HumanBench: Towards General Human-centric Perception with Projector Assisted Pretraining (2303.05675v1)

Published 10 Mar 2023 in cs.CV

Abstract: Human-centric perceptions include a variety of vision tasks, which have widespread industrial applications, including surveillance, autonomous driving, and the metaverse. It is desirable to have a general pretrain model for versatile human-centric downstream tasks. This paper forges ahead along this path from the aspects of both benchmark and pretraining methods. Specifically, we propose a \textbf{HumanBench} based on existing datasets to comprehensively evaluate on the common ground the generalization abilities of different pretraining methods on 19 datasets from 6 diverse downstream tasks, including person ReID, pose estimation, human parsing, pedestrian attribute recognition, pedestrian detection, and crowd counting. To learn both coarse-grained and fine-grained knowledge in human bodies, we further propose a \textbf{P}rojector \textbf{A}ssis\textbf{T}ed \textbf{H}ierarchical pretraining method (\textbf{PATH}) to learn diverse knowledge at different granularity levels. Comprehensive evaluations on HumanBench show that our PATH achieves new state-of-the-art results on 17 downstream datasets and on-par results on the other 2 datasets. The code will be publicly at \href{https://github.com/OpenGVLab/HumanBench}{https://github.com/OpenGVLab/HumanBench}.

Citations (25)

View on Semantic Scholar

Summary

The paper introduces PATH, a projector assisted hierarchical pre-training method that effectively improves model generalization across 19 datasets and 6 tasks.
It consolidates diverse human-centric data to reduce computational redundancies and lower deployment costs by enabling a universal pre-trained model.
Comprehensive evaluations reveal state-of-the-art performance on 17 out of 19 datasets, underscoring the practical impact of the proposed approach.

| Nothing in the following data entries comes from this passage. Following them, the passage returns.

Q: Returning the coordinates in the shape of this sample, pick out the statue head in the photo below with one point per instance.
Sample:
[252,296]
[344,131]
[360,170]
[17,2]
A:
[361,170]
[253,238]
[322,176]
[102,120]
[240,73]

Overview of HumanBench: A Benchmark for Human-centric Perception with Projector Assisted Pretraining

The paper introduces HumanBench, a benchmark designed to address the complexities and evaluation of human-centric perception models across various vision tasks. It offers a comprehensive framework for pre-training and evaluating machine learning models on diverse datasets, specifically focusing on human-centric perception, which includes tasks such as person ReID, pose estimation, human parsing, pedestrian attribute recognition, pedestrian detection, and crowd counting.

HumanBench: Comprehensive Benchmark Design

HumanBench presents a methodical approach to evaluating the efficacy of pre-training models on 19 datasets from six distinct tasks. It focuses on assessing the generalization ability of these models, addressing a significant gap in machine learning research where human-centric tasks often remain isolated, resulting in computational redundancies and inflated deployment costs. HumanBench leverages large volumes of human-centric data, consolidating information across various datasets to facilitate the development of a universal pre-trained model applicable to multiple downstream tasks.

Projector Assisted Hierarchical Pretraining (PATH)

The paper introduces PATH, a pre-training methodology which leverages hierarchical weight sharing with task-specific projectors to effectively capture multi-scale human-centric features. This method innovatively organizes weight sharing across task-specific and dataset-specific domains, thereby minimizing task conflicts—a common issue in multidisciplinary pre-training models. PATH notably excels by learning both coarse-grained and fine-grained human-centric information, improving the model's adaptability to diverse downstream applications.

Numerical Results and State-of-the-art Achievements

Comprehensive evaluations indicate that PATH achieves new state-of-the-art performance in 17 out of 19 downstream datasets and maintains competitive performance in the remaining tasks. These outcomes highlight the model's superior capability in extracting relevant features for human-centric perception tasks. Such results are significant, demonstrating how the model outperforms existing pre-trained models such as MAE and CLIP, particularly in contexts where human-centric features are paramount.

Implications and Future Directions

The HumanBench paper offers several implications for both practical applications and theoretical advancement in AI and computer vision:

Efficiency in Model Development: By enabling a general pre-trained model to be effectively applied across a wide range of human-centric tasks, HumanBench can markedly reduce the computational burden involved in developing task-specific models.
Improved Real-world Deployment: The ability of PATH-enhanced models to perform at par or better across multiple datasets means they can be deployed in various application domains more seamlessly.
Alterations in Benchmarking Standards: HumanBench could drive the future of AI development towards establishing similar benchmarks in other domains, promoting generalization and efficiency.
Future Research Directions: The success of the PATH method suggests several avenues for future exploration, including the refinement of projector modules, further paper into weight-sharing strategies, and the expansion of the framework into including other perceptual domains, such as audio or textual human-centric data.

In conclusion, HumanBench and the PATH methodology represent a significant stride toward efficient and generalizable human-centric perception systems. The methodology not only advances our capability to build robust pre-training models but also sets new benchmarks for future research and application in AI-driven human-centered task domains.